Friday 18 May 2012

Is This Progress?

After my last post I have written the first line of the second verse as well as a few variations for the middle lines of the first two verses.

Again I was aware of the need for the end word of these lines to be effective and useful, allowing for continuity throughout the poem. I also tried to keep each line slightly open ended in order to allow a certain flow to the poem, as each verse is intended to push the idea forward, until the final quatrain sums up the point that the villanelle is trying to make. How successful that intent becomes is, I guess, the reason I wanted to show each stage as I wrote it, to display all the ugly, wonderful, mixed up ideas that find themselves on the shortlist for each verse. So here they are.

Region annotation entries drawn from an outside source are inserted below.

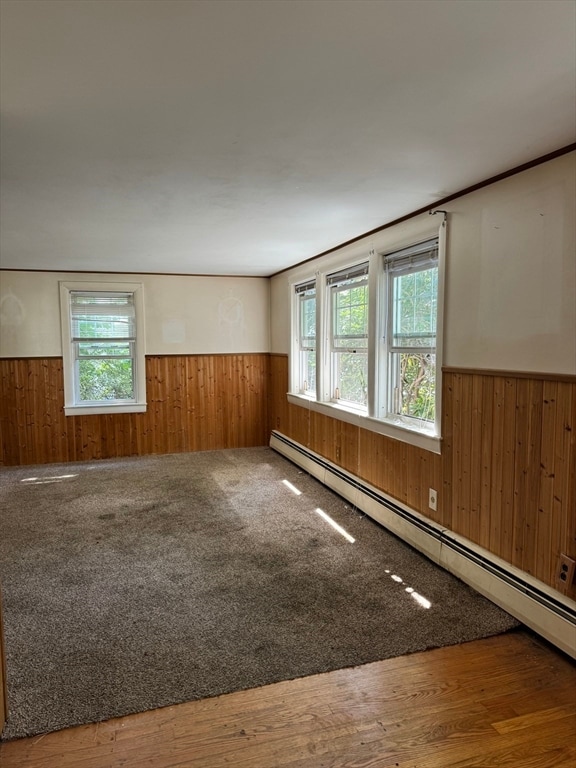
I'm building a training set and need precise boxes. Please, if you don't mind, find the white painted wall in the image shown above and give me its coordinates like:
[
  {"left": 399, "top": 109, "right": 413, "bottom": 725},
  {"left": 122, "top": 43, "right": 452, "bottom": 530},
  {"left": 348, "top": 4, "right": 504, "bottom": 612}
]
[
  {"left": 0, "top": 153, "right": 576, "bottom": 374},
  {"left": 0, "top": 271, "right": 269, "bottom": 357},
  {"left": 271, "top": 153, "right": 576, "bottom": 374}
]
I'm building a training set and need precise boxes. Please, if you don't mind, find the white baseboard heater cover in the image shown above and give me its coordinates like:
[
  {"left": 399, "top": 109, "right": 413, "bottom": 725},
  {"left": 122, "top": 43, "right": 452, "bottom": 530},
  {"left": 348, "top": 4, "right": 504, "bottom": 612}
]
[{"left": 270, "top": 430, "right": 576, "bottom": 659}]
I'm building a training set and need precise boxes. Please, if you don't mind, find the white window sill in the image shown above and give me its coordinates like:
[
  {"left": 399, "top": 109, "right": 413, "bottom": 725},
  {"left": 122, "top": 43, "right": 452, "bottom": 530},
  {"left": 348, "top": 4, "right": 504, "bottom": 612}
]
[
  {"left": 64, "top": 403, "right": 147, "bottom": 416},
  {"left": 287, "top": 392, "right": 442, "bottom": 454}
]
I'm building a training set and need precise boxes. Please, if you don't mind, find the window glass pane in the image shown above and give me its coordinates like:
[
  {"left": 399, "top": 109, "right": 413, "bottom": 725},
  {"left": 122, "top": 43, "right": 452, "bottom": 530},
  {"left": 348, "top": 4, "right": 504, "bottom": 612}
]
[
  {"left": 300, "top": 351, "right": 316, "bottom": 395},
  {"left": 71, "top": 292, "right": 135, "bottom": 339},
  {"left": 77, "top": 341, "right": 132, "bottom": 357},
  {"left": 334, "top": 352, "right": 368, "bottom": 406},
  {"left": 390, "top": 352, "right": 436, "bottom": 422},
  {"left": 78, "top": 358, "right": 134, "bottom": 402},
  {"left": 392, "top": 267, "right": 438, "bottom": 347},
  {"left": 332, "top": 279, "right": 368, "bottom": 346},
  {"left": 300, "top": 294, "right": 316, "bottom": 347}
]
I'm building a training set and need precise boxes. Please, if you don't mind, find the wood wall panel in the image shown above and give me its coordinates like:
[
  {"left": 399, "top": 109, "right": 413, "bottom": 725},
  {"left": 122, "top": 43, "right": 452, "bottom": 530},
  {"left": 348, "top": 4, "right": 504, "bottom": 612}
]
[
  {"left": 269, "top": 355, "right": 576, "bottom": 599},
  {"left": 0, "top": 354, "right": 269, "bottom": 466}
]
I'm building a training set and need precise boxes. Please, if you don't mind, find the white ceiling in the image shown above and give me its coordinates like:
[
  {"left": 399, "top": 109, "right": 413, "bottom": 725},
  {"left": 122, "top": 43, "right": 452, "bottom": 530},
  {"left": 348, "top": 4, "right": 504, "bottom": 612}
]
[{"left": 0, "top": 0, "right": 576, "bottom": 275}]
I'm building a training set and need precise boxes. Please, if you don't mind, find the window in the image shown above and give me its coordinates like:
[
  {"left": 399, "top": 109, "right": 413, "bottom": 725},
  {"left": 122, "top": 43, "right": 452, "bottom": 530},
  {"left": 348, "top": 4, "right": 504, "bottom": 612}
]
[
  {"left": 327, "top": 263, "right": 368, "bottom": 408},
  {"left": 288, "top": 221, "right": 446, "bottom": 453},
  {"left": 384, "top": 240, "right": 438, "bottom": 426},
  {"left": 296, "top": 280, "right": 316, "bottom": 397},
  {"left": 61, "top": 283, "right": 146, "bottom": 415}
]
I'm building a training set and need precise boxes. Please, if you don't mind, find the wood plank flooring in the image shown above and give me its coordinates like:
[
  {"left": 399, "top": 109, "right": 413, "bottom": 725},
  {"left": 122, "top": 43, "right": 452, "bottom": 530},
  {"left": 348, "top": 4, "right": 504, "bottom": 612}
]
[{"left": 0, "top": 631, "right": 576, "bottom": 768}]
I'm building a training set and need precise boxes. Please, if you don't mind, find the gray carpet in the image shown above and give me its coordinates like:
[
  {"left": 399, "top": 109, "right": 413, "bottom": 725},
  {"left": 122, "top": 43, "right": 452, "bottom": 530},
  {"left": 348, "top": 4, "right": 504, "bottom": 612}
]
[{"left": 0, "top": 448, "right": 517, "bottom": 739}]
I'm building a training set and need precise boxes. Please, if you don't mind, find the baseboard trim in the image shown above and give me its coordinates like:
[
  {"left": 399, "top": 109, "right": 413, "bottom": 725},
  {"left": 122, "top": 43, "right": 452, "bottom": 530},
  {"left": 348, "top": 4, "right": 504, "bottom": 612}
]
[{"left": 270, "top": 430, "right": 576, "bottom": 659}]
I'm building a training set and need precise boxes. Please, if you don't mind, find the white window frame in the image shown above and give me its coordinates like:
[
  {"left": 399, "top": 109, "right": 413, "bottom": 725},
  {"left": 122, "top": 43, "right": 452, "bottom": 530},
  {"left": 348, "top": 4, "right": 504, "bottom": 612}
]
[
  {"left": 292, "top": 277, "right": 318, "bottom": 400},
  {"left": 60, "top": 281, "right": 146, "bottom": 416},
  {"left": 288, "top": 217, "right": 447, "bottom": 453},
  {"left": 377, "top": 237, "right": 440, "bottom": 434},
  {"left": 326, "top": 262, "right": 370, "bottom": 413}
]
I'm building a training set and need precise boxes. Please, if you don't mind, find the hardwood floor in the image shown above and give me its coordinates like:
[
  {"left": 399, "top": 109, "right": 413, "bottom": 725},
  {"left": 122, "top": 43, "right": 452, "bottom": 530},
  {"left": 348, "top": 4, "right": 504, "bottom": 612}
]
[{"left": 0, "top": 631, "right": 576, "bottom": 768}]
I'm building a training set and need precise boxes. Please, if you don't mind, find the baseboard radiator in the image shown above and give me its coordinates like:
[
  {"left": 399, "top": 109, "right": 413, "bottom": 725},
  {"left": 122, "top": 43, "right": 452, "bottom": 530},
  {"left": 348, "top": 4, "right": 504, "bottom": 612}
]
[{"left": 270, "top": 430, "right": 576, "bottom": 659}]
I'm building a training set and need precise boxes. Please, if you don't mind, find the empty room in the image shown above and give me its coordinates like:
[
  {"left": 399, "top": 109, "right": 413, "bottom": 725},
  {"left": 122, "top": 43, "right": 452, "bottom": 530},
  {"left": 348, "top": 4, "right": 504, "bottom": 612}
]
[{"left": 0, "top": 0, "right": 576, "bottom": 768}]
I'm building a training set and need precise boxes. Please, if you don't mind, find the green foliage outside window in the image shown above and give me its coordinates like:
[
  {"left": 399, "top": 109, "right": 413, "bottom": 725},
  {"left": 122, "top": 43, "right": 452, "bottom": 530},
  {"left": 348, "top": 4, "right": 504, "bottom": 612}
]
[{"left": 392, "top": 267, "right": 438, "bottom": 421}]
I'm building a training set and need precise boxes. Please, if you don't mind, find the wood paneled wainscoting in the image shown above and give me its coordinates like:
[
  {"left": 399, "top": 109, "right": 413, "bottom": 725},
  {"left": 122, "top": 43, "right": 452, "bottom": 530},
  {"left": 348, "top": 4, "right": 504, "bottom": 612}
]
[
  {"left": 0, "top": 353, "right": 269, "bottom": 466},
  {"left": 269, "top": 355, "right": 576, "bottom": 599}
]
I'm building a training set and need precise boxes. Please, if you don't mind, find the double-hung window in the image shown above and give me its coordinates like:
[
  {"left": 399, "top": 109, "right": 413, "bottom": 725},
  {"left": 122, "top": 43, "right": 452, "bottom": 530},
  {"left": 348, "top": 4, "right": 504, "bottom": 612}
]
[
  {"left": 296, "top": 280, "right": 316, "bottom": 397},
  {"left": 326, "top": 262, "right": 368, "bottom": 408},
  {"left": 61, "top": 283, "right": 145, "bottom": 414},
  {"left": 384, "top": 239, "right": 438, "bottom": 426}
]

The first version of the first verse looks like this;

*Who we are and what we feel
*through each repeating day,
*has no truth and is not real.

I was a little worried about using the end word 'day' as it is rather simplistic. However as a rhyme word it opens up alot of possibilities for the coming verses and so I feel it must still be in contention.

The second version of this verse is as follows;

*who we are and what we feel
*as we progress and grow,
*has no truth and is not real

Again a rather simple end word imbued with numerous possibilities, but as yet I have no preference for either line. The progression of the next few verses will often suggest which line suits the overall feel of the poem, but again if anyone has a favourite please let me know.

So now for the second verse. This is where it gets a little complicated, mainly because I am a little unsure of how to present this next phase. What I've decided to do is show each version of the first two verses and then hopefully you can let me know which you all prefer and I will build the poem up from the favoured, initial foundations. This is how it would look.

Version 1

*Who we are and what we feel
*through each repeating day,
*has no truth and is not real,

*has no reward or grand reveal
*to help us on our way.
*Who we are and what we feel

For now ignore the last line of verse two as that repetition is used as enjambement, and relies on the following line to make any sense, instead, for now it's best to focus on the three new lines and how they can be embelished and added to in later verses. So here's the alternative.

Version 2

*Who we are and what we feel
*as we progress and grow,
*has no truth and is not real

*has no reward or grand reveal
*to explain what we can't know.
*Who we are and what we feel.

So that's as far as I've got. Hopefully I'll have both versions of verse three written in the next day or two, but in the mean time please let me know which version you prefer.